You could also just save the first outputted atomic chunk and store it then re-use it each time yourself. Easier and more consistent.

IanCal · on Sept 20, 2024

I don't understand how that helps here. They're not regenerating each chunk every time, this is about caching the state after running a large doc through a model. You can only do this kind of thing if you have access to the model itself, or it's provided by the API you use.

postalcoder · on Sept 20, 2024

To be fair, that only works if you keep chunk windows static.

postalcoder · on Sept 20, 2024

Yup. Caching is very nice.. but the framing is weird. "Introducing" to me, connotes a product release, not a new tutorial.
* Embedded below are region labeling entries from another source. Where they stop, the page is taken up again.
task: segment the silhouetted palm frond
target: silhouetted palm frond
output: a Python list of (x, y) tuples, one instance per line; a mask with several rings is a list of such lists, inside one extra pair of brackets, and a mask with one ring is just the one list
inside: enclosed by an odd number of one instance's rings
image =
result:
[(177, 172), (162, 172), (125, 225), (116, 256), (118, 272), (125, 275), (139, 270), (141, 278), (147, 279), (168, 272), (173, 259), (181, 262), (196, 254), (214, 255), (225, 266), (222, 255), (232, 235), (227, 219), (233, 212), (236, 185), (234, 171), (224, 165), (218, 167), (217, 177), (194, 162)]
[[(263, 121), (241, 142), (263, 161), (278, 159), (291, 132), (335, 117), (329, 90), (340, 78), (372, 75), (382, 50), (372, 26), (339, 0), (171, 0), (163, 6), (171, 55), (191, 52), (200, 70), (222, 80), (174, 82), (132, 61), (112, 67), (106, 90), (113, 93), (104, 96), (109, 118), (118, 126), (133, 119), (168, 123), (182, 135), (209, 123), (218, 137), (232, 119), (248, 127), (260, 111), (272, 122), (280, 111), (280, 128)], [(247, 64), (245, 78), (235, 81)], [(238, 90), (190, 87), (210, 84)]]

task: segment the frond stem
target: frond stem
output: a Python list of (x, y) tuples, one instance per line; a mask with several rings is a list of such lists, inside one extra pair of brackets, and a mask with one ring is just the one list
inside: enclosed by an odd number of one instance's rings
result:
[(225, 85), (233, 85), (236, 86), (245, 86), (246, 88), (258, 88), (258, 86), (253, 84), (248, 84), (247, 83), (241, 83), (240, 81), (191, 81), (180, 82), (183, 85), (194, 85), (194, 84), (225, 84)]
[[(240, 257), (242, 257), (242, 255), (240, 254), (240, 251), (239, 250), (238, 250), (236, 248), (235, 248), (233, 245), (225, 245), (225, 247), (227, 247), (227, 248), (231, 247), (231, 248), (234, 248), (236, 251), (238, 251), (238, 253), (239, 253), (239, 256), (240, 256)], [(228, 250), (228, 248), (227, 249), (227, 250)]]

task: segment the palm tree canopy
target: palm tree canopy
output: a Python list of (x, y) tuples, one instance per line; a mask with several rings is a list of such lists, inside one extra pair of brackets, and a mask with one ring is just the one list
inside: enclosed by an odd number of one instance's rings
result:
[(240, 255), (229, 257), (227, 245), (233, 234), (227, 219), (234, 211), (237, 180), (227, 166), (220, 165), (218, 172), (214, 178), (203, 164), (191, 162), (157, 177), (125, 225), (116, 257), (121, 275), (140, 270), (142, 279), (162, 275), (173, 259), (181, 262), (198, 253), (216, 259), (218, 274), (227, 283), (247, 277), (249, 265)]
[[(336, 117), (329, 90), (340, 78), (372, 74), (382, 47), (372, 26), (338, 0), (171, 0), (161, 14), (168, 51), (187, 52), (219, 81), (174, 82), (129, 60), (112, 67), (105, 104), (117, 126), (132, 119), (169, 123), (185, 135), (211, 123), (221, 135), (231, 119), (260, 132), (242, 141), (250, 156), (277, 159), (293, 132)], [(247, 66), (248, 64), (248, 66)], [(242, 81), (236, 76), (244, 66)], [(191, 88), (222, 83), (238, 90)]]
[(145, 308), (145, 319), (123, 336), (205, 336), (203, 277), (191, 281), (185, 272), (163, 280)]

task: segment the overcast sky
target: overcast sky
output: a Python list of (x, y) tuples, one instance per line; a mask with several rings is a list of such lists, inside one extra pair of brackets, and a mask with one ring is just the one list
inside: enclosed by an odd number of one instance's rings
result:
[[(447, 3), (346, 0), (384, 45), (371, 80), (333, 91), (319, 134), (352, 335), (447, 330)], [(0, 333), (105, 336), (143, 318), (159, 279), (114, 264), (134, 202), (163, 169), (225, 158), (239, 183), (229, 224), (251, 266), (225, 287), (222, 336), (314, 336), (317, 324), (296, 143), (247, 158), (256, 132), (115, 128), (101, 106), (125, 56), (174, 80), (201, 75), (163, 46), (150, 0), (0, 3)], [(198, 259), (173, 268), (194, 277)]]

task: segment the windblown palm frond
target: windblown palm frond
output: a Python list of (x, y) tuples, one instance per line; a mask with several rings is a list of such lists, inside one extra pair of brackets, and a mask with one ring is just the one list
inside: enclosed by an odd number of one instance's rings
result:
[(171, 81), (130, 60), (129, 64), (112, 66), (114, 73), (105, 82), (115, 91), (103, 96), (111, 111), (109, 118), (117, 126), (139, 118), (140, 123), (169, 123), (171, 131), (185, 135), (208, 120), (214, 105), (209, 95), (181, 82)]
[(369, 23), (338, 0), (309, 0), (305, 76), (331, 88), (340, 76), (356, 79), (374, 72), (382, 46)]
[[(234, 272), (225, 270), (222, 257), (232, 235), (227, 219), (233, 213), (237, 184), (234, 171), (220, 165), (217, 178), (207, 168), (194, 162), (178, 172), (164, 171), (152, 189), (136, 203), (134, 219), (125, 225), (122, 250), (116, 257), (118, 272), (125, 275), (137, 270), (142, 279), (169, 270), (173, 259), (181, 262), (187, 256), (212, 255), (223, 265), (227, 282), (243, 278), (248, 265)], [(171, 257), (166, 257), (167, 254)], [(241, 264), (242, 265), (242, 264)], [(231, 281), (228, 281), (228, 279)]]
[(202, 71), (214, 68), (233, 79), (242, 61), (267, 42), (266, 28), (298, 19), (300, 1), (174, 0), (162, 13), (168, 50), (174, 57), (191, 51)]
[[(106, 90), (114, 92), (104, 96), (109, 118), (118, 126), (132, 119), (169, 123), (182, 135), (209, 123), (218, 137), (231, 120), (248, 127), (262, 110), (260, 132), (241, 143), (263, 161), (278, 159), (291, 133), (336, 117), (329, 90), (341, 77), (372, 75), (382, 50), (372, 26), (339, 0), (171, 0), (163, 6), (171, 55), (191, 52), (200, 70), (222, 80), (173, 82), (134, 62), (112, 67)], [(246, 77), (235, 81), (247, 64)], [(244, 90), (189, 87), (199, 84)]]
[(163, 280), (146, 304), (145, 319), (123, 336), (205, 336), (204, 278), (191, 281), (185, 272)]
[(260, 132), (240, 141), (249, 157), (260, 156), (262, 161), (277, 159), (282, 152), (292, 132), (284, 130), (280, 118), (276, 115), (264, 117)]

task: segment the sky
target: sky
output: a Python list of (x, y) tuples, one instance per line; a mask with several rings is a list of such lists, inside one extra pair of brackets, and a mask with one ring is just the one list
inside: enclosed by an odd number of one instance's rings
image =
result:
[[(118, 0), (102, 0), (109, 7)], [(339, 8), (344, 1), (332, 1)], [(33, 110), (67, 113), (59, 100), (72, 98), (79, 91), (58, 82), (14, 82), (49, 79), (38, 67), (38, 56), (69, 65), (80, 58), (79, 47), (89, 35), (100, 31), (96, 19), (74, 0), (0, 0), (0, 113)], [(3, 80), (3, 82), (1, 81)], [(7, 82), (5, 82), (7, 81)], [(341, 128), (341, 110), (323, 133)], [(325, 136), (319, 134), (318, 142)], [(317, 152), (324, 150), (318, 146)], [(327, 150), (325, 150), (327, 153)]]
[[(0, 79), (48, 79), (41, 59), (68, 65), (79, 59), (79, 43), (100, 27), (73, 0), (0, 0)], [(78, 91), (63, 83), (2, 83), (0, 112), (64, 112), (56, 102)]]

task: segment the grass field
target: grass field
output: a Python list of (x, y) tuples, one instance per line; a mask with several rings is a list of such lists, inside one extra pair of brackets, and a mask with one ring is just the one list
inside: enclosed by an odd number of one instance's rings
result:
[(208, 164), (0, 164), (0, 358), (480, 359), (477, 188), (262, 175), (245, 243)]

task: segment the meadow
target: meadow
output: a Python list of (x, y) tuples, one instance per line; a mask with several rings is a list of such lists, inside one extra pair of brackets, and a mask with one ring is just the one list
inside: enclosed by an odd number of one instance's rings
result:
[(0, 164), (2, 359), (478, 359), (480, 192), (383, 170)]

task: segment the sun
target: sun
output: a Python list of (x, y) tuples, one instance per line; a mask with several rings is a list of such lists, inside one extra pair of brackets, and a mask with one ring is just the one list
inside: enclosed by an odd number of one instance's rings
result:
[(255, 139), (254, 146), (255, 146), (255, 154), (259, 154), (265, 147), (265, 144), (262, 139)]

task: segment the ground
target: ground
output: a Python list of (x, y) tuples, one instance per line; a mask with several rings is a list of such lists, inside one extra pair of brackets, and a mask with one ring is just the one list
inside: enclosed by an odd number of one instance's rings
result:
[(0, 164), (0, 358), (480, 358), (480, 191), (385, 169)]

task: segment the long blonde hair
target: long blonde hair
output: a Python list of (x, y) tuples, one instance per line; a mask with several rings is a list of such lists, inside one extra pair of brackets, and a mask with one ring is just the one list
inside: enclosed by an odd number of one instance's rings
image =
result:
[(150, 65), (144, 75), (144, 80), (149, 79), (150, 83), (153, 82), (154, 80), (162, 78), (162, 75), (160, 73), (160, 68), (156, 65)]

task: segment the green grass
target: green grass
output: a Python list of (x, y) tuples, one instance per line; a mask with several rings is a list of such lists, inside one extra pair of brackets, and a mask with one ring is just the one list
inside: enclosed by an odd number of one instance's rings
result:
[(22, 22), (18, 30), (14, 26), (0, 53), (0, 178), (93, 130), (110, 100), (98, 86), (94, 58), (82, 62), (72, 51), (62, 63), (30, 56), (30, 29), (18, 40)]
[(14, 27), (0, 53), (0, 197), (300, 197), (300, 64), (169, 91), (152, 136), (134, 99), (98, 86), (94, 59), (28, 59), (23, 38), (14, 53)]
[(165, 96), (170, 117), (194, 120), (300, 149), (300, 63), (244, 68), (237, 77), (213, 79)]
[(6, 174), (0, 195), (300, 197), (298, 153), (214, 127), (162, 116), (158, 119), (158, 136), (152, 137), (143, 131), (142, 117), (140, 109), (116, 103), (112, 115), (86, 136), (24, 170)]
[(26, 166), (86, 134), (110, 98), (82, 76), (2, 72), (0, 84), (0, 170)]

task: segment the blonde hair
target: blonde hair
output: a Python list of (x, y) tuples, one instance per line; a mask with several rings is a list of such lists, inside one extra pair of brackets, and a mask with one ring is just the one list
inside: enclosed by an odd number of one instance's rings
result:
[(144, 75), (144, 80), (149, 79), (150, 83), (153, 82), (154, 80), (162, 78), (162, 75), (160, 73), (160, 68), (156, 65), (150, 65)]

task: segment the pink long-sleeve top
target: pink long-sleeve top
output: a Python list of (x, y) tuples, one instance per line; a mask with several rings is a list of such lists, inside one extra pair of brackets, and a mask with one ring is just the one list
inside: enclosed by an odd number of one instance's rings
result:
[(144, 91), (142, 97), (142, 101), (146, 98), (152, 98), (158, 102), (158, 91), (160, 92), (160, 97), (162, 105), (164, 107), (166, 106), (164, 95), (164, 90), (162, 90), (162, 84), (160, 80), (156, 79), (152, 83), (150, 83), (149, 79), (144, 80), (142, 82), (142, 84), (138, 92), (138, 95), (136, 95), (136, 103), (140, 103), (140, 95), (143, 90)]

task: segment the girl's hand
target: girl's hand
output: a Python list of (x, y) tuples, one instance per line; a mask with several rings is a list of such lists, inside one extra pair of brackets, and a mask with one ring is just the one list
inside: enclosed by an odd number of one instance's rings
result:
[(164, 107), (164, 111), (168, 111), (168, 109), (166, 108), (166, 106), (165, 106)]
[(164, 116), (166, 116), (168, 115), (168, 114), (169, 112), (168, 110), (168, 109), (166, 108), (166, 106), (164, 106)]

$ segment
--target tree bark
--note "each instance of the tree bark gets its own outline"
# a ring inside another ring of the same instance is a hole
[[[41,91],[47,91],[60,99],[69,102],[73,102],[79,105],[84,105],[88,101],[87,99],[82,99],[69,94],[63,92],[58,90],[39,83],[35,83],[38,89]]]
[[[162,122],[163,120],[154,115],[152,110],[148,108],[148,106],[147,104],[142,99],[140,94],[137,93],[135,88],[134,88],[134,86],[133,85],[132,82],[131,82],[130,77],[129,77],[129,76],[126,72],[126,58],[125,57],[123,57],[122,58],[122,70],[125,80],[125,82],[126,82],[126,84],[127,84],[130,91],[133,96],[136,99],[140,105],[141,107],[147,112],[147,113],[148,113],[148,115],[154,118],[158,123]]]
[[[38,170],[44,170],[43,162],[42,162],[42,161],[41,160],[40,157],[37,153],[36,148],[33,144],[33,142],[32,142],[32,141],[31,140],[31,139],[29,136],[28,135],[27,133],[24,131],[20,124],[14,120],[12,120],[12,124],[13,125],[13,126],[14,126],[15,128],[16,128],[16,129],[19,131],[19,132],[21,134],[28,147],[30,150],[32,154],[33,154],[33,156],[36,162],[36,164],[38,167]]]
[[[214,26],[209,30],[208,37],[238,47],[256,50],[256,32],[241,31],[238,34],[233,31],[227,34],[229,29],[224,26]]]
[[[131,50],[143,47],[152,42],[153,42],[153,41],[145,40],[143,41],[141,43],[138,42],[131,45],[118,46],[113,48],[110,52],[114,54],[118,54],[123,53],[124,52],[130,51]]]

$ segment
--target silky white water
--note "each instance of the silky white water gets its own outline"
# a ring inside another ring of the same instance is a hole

bayesianbot · on Sept 20, 2024

I was trying to do this using Prompt Caching like a month ago, but then noticed there's five minute maximum lifetime for the cached prompts - doesn't really work for my RAG needs (or probably most), where the queries would be ran during the next month or a year. I can't see any changes to that policy. Little surprised to see them talk about Prompt Caching relating to RAG.

spott · on Sept 20, 2024

They aren’t using the prompt caching on the query side, only on the embedding side… so you cache the document in the context window when ingesting it, but not during retrieval.

KTibow · on Sept 20, 2024

It seems a little odd to make multiple requests instead of using one request to create all the context for all the chunks.